In the bull-riding sense of "fair," I guess. If you stay on longer than the other guy, you win.

Modules were also rated for the level of player they were designed for, which strongly implies that encounters in them were designed to be level-appropriate challenges.

Except even in an introductory module designed for beginning characters (and players!), you never knew when there might be a medusa disguised as a prisoner in a cell. Bam! Save or die!

Things have changed.
 

Except even in an introductory module designed for beginning characters (and players!), you never knew when there might be a medusa disguised as a prisoner in a cell. Bam! Save or die!

Things have changed.

Disguised? IIRC the medusa in question WAS a prisoner in the cell. Yes she was a chaotic monster, but only really dumb ones turn their best chance at being set free to stone.
 

Disguised? IIRC the medusa in question WAS a prisoner in the cell. Yes she was a chaotic monster, but only really dumb ones turn their best chance at being set free to stone.

Didn't she have a bag over her head? I think the descriptive text even calls for an automatic save roll by whoever pulls it off. iirc, which I may not be.
 

Didn't she have a bag over her head? I think the descriptive text even calls for an automatic save roll by whoever pulls it off. iirc, which I may not be.

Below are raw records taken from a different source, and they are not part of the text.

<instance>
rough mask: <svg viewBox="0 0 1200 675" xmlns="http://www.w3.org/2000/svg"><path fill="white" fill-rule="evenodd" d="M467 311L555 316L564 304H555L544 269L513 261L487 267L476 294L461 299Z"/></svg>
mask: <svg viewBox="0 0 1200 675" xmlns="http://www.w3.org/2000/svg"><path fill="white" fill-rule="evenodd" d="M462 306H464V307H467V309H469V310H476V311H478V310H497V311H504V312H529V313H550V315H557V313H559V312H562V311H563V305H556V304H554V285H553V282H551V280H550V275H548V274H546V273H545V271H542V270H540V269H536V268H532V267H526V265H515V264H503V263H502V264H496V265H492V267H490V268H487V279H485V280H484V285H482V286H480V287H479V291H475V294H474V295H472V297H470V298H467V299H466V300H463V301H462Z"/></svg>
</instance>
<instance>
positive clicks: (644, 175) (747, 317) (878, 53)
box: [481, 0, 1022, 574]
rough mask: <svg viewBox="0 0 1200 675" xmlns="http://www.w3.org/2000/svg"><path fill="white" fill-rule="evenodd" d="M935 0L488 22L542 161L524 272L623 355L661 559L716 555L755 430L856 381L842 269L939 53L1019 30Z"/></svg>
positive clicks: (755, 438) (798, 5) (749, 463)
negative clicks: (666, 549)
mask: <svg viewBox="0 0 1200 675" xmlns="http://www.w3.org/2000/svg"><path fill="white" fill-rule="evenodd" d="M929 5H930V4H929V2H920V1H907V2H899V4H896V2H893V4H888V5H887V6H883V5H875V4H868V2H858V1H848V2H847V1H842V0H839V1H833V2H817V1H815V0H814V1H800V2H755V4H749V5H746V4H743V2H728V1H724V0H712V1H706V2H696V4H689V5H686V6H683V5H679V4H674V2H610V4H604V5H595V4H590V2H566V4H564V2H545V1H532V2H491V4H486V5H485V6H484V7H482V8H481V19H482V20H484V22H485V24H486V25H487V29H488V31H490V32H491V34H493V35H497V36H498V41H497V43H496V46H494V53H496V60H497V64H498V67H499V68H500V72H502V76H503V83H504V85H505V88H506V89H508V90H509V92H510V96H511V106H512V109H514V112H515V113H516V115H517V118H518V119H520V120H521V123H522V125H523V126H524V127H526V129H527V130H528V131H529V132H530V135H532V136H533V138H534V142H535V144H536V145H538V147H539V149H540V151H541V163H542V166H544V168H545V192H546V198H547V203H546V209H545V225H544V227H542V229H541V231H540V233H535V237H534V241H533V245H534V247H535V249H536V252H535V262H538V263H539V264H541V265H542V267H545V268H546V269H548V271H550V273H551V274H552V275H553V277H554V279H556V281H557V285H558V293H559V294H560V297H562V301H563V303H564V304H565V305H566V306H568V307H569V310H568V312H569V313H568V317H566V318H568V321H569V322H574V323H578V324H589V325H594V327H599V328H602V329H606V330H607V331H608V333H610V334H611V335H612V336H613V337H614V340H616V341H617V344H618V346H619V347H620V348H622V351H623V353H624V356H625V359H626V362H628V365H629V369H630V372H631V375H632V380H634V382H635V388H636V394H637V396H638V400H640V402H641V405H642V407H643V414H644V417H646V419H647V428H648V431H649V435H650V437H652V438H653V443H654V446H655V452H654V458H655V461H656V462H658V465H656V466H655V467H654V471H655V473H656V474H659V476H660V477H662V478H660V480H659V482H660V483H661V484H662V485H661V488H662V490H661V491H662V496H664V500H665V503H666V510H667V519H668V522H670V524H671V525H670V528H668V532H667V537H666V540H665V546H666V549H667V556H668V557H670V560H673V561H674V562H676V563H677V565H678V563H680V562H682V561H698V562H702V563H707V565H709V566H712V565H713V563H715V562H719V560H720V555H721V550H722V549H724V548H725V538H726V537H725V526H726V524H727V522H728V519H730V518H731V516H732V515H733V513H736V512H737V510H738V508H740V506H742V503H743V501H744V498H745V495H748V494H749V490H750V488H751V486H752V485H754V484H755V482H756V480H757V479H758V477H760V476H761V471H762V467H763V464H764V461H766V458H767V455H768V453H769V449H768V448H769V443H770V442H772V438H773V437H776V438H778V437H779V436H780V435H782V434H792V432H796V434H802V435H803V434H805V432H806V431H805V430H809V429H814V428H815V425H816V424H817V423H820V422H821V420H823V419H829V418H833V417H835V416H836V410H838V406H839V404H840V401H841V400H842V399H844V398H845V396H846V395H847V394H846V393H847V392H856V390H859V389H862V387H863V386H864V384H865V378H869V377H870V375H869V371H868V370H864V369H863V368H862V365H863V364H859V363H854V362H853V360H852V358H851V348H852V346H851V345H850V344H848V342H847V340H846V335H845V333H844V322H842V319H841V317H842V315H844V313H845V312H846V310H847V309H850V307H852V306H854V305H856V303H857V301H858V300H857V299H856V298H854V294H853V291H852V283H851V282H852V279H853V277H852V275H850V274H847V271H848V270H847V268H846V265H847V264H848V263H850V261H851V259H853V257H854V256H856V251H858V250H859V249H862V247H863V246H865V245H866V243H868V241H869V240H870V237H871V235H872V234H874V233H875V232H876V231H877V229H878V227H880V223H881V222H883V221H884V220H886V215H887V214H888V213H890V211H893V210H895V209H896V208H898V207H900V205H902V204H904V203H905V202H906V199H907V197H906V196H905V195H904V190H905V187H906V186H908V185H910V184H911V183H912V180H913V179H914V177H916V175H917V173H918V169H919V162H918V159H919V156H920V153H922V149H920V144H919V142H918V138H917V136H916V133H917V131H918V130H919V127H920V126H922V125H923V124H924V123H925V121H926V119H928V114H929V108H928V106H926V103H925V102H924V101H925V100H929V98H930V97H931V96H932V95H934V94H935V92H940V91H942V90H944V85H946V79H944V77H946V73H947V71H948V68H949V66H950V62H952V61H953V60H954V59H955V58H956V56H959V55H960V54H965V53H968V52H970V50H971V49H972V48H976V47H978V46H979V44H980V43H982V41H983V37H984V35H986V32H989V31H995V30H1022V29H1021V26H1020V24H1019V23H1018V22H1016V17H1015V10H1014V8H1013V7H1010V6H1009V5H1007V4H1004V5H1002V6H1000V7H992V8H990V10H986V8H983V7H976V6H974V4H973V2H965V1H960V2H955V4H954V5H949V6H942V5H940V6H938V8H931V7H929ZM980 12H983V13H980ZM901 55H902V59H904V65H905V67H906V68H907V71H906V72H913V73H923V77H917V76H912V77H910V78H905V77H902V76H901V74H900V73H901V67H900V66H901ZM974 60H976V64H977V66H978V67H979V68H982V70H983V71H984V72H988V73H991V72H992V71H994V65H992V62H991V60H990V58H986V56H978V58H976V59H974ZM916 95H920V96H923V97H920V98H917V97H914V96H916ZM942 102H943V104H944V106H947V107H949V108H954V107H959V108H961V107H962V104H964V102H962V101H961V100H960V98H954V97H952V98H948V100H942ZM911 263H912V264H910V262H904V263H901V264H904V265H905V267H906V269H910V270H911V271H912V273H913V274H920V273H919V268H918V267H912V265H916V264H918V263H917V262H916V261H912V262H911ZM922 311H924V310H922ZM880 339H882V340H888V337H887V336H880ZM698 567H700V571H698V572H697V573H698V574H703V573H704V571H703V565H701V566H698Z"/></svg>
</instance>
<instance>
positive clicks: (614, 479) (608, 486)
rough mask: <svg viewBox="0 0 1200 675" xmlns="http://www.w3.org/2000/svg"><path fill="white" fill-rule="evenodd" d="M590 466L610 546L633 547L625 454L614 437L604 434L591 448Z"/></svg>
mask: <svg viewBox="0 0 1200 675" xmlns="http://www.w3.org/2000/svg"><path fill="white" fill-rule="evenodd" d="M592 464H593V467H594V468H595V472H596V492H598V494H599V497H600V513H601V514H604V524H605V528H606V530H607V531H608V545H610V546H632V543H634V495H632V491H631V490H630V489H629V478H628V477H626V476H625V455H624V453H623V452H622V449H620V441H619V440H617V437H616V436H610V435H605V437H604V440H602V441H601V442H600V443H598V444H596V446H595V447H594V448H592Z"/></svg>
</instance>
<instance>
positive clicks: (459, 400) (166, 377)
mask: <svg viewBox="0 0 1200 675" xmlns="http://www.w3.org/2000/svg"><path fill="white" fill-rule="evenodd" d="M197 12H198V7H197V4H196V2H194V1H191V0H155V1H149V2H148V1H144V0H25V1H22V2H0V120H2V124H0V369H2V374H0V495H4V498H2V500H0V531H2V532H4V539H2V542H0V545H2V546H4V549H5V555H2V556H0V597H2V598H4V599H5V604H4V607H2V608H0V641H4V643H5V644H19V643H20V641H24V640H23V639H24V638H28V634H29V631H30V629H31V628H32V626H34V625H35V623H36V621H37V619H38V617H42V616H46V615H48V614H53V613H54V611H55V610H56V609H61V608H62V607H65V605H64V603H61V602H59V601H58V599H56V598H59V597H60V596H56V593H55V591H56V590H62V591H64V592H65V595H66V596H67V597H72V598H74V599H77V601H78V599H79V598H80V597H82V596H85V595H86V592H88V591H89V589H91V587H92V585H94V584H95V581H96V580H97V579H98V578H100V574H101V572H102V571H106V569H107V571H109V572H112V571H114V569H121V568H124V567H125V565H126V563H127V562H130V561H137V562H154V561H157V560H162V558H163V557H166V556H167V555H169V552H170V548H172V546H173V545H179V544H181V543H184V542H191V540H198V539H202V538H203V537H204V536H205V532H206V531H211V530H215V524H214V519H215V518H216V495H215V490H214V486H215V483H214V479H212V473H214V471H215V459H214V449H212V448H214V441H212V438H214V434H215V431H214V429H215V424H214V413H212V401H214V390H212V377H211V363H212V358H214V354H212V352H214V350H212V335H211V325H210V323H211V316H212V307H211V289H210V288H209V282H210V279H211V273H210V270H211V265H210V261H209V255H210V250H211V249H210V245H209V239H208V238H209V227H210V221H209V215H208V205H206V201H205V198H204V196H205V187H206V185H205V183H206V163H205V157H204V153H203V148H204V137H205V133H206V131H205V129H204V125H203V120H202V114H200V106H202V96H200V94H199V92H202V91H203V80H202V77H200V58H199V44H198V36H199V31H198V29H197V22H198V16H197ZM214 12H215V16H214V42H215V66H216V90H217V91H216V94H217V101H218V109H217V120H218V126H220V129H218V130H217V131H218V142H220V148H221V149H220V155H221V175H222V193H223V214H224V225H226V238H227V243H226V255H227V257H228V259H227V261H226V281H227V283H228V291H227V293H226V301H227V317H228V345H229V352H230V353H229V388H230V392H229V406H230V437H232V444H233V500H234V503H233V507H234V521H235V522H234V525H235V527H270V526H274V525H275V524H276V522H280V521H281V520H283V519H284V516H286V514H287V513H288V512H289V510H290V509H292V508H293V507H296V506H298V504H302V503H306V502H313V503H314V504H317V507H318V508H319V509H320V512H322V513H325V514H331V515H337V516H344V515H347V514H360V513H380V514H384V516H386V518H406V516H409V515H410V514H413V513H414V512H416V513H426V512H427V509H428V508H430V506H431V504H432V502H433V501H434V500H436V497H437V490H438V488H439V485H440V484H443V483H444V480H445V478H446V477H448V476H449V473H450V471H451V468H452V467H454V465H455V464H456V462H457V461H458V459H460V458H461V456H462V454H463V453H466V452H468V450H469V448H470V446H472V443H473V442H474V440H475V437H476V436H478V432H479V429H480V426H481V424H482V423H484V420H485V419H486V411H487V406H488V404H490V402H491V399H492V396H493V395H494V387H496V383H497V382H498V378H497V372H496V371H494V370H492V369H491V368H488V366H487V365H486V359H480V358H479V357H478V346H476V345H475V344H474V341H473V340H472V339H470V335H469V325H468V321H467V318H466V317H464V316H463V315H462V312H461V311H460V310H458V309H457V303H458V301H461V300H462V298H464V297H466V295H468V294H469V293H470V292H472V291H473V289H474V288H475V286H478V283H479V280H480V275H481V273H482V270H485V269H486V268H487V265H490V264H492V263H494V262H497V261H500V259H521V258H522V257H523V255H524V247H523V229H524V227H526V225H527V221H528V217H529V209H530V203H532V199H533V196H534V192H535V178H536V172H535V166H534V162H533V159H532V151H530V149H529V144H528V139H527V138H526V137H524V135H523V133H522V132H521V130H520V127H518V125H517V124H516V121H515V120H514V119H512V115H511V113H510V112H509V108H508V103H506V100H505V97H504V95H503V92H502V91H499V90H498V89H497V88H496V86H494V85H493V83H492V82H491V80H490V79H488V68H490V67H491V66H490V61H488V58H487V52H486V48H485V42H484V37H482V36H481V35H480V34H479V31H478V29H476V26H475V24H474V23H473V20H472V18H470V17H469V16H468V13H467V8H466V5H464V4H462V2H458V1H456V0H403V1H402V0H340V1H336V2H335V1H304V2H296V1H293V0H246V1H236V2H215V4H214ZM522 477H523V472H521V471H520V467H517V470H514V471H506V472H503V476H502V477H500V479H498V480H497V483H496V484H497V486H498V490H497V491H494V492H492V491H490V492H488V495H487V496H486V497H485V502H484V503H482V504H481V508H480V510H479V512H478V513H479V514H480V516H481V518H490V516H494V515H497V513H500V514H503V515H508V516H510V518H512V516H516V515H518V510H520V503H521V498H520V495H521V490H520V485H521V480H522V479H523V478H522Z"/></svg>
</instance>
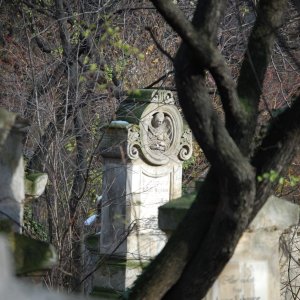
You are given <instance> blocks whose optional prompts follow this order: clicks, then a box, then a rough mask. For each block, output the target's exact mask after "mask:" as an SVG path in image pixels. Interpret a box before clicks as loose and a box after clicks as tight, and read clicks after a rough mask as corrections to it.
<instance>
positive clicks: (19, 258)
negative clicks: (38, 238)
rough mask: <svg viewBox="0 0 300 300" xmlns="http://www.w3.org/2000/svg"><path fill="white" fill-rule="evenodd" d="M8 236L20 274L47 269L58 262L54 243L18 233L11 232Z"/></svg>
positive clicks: (18, 272)
mask: <svg viewBox="0 0 300 300" xmlns="http://www.w3.org/2000/svg"><path fill="white" fill-rule="evenodd" d="M8 237H9V241H10V246H11V249H12V251H13V256H14V260H15V267H16V273H17V274H18V275H21V274H27V273H31V272H35V271H40V270H47V269H50V268H51V267H53V265H54V264H55V263H56V253H55V251H54V248H53V246H52V245H50V244H48V243H46V242H42V241H38V240H34V239H32V238H29V237H27V236H25V235H21V234H17V233H12V234H9V236H8Z"/></svg>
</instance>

Nope no bag over her head. She is chained to the wall but partly around a corner from the door of her cell. Her plan is to turn 1 or 2 of her would-be rescuers to stone then bargain for her freedom with an elixir of stone to flesh.

Of course being a chaotic monster she has no intention of honoring the agreement. The elixir IS real though and will return 6 characters back to flesh so the situation isn't as hopeless as some doomsayers would make it seem.